TRISTEZA – Per i lusitani fu un torneo cominciato molto bene alla luce dei 7 punti su 9 conquistati nel primo turno ma che poi si interruppe all’improvviso contro la rivelazione Repubblica Ceca, squadra che contenderà invano il trofeo alla Germania perdendo per colpa del primo golden goal nella storia del calcio, segnato da Bierhoff. E il nostro uomo in quel Portogallo scese in campo in totale per una mezz’ora, senza incidere, giocando dal 65′ nella seconda partita vinta 1-0 contro la Turchia e poi gli ultimi 8′ nella sfida dei quarti contro i cechi, quando il pallonetto di un giovane Karel Poborsky portò improvvisamente Figo e compagni sull’aereo per casa. Lo score complessivo per Cadete con la maglia del Portogallo è di 33 presenze e 5 gol. Nel frattempo in Scozia le cose volgono al peggio, col ragazzo che soffre la lontananza della propria famiglia e non è mai sorridente. In conseguenza di ciò l’attaccante dal fisico agile passa agli spagnoli del Celta Vigo per poi chiedere di essere venduto in Portogallo. E’ il Benfica allora nel ’98/99 a puntare su di lui ricostituendo la coppia-gol del Celtic con van Hooijdonk, ma anche qui dura poco e fino al 2005 sarà tutto un susseguirsi in club via via sempre meno prestigiosi, tra Bradford, Estrela Amadora, Partick Thistle e Pinhalnovense, la sua ultima squadra e dove Cadete chiuderà la carriera.

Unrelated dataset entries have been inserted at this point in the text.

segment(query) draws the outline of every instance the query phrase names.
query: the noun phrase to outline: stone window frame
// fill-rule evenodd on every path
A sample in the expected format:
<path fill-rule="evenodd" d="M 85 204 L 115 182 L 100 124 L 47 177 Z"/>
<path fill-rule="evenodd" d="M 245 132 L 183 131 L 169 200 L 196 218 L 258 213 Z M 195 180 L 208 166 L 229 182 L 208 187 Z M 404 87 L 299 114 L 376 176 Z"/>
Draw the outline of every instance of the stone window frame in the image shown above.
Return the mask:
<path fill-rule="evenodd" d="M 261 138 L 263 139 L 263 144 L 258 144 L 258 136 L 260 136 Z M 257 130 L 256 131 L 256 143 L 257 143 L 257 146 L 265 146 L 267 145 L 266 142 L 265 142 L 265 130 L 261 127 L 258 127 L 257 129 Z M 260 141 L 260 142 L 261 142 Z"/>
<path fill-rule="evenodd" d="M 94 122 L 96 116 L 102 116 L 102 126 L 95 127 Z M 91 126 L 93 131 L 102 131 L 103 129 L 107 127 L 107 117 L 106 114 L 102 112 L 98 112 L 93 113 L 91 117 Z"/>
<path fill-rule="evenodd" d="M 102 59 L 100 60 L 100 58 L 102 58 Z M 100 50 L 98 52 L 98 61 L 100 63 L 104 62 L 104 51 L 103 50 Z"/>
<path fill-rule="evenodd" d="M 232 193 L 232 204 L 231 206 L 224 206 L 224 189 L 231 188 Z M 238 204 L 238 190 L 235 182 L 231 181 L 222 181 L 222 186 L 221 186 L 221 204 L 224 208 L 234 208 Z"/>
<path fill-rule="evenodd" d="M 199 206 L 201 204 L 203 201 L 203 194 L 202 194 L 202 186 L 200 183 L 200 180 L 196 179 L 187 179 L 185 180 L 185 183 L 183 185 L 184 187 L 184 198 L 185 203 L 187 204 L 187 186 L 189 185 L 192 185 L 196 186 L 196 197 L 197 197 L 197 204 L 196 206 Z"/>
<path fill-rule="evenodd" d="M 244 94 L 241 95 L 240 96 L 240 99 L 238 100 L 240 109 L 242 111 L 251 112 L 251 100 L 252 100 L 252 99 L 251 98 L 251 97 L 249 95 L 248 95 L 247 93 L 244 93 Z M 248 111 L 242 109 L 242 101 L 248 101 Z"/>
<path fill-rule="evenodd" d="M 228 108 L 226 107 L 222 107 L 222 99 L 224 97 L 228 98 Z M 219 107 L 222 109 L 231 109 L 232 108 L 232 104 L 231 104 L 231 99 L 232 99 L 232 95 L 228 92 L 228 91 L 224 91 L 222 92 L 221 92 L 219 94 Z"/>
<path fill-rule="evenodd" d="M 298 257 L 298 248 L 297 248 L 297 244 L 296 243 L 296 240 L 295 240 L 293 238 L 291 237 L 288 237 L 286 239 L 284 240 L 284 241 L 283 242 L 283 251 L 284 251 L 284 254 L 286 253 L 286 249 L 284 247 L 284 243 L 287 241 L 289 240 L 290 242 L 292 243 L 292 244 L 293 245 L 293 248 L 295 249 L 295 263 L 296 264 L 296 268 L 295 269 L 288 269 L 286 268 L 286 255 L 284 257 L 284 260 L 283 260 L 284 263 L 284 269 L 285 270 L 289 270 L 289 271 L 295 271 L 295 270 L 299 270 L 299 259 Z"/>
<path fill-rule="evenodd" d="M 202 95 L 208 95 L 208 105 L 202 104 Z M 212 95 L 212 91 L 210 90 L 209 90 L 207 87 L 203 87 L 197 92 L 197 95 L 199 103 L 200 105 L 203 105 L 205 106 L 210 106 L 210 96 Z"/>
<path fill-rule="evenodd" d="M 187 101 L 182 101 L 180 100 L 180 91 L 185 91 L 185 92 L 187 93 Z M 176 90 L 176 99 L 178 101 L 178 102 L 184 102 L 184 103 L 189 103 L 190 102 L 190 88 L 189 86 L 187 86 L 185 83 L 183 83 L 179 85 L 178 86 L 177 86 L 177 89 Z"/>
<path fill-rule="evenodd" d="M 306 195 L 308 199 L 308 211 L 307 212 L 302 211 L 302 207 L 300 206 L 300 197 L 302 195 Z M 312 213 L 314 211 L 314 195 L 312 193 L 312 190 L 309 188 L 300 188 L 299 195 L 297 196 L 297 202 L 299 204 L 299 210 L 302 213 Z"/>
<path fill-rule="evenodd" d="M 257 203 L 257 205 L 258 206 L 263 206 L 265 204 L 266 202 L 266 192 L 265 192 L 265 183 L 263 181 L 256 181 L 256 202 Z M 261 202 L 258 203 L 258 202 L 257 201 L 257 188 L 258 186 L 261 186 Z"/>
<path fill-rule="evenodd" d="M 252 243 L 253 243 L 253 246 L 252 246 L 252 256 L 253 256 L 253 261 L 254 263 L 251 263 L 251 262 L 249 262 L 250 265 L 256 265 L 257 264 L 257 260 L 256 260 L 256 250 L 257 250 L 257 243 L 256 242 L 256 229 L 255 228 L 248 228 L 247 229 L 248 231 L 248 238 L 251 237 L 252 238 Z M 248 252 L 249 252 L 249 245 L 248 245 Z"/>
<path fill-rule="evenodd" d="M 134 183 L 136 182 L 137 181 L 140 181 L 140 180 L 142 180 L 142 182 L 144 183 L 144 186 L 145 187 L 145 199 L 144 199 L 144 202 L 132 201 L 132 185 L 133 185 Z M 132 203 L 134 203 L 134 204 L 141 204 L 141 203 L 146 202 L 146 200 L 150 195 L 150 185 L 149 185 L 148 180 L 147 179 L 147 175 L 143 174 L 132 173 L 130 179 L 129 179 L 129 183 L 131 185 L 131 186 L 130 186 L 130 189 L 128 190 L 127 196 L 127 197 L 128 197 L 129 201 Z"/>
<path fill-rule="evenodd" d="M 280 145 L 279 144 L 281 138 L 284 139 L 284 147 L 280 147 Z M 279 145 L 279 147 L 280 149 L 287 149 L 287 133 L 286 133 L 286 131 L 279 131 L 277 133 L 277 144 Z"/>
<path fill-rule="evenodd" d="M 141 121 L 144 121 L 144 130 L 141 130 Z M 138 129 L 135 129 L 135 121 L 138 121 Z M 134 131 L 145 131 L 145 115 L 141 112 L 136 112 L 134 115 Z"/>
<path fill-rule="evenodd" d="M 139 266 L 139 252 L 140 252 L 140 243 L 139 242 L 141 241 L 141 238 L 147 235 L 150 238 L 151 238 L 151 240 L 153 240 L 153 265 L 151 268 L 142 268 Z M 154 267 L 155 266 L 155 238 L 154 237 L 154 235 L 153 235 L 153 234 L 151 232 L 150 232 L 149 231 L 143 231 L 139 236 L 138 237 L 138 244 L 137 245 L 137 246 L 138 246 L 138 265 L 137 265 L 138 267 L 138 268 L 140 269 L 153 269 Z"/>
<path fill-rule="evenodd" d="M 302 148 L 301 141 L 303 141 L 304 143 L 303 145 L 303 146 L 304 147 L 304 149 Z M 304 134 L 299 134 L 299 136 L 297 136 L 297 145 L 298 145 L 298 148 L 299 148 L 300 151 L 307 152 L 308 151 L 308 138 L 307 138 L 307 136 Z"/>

LA CADUTA DI CADETE – In seguito la sua vita è stata costellata da numerosi bassi: due divorzi, un rapporto compromesso con la figlia ormai adulta ed un patrimonio finito al vento per colpa di falsi amici e consigli sbagliati. Per vivere pare che Cadete sia tornato dai suoi genitori barcamenandosi tra una apparizione televisiva di serie B e l’altra al ‘Grande Fratello’ ed in programmi simili, oltre a fare il pr in un locale ed a vendere macchine del caffè porta a porta. In una intervista di qualche anno fa Cadete dichiarò: “Di quei 4 milioni non ho più niente e questo mi ha fatto capire come nel momento in cui smetti di giocare non conti più nulla, gli agenti non ti chiamano più e non sei più nessuno. Quando sento alcuni ex giocatori dire di avere ancora amici e contatti nell’ambiente so che non è vero”. L’ex bresciano se la cava con un sussidio statale di disoccupazione di circa 180 euro a settimana, addirittura sospeso per un contenzioso legale, e nel frattempo sta studiando per provare la carriera da allenatore. E qualche ex compagno del Brescia come il centrocampista Salvatore Giunta lo ricorda “educato ma estremamente timido e perennemente triste, non legò con nessuno della squadra”.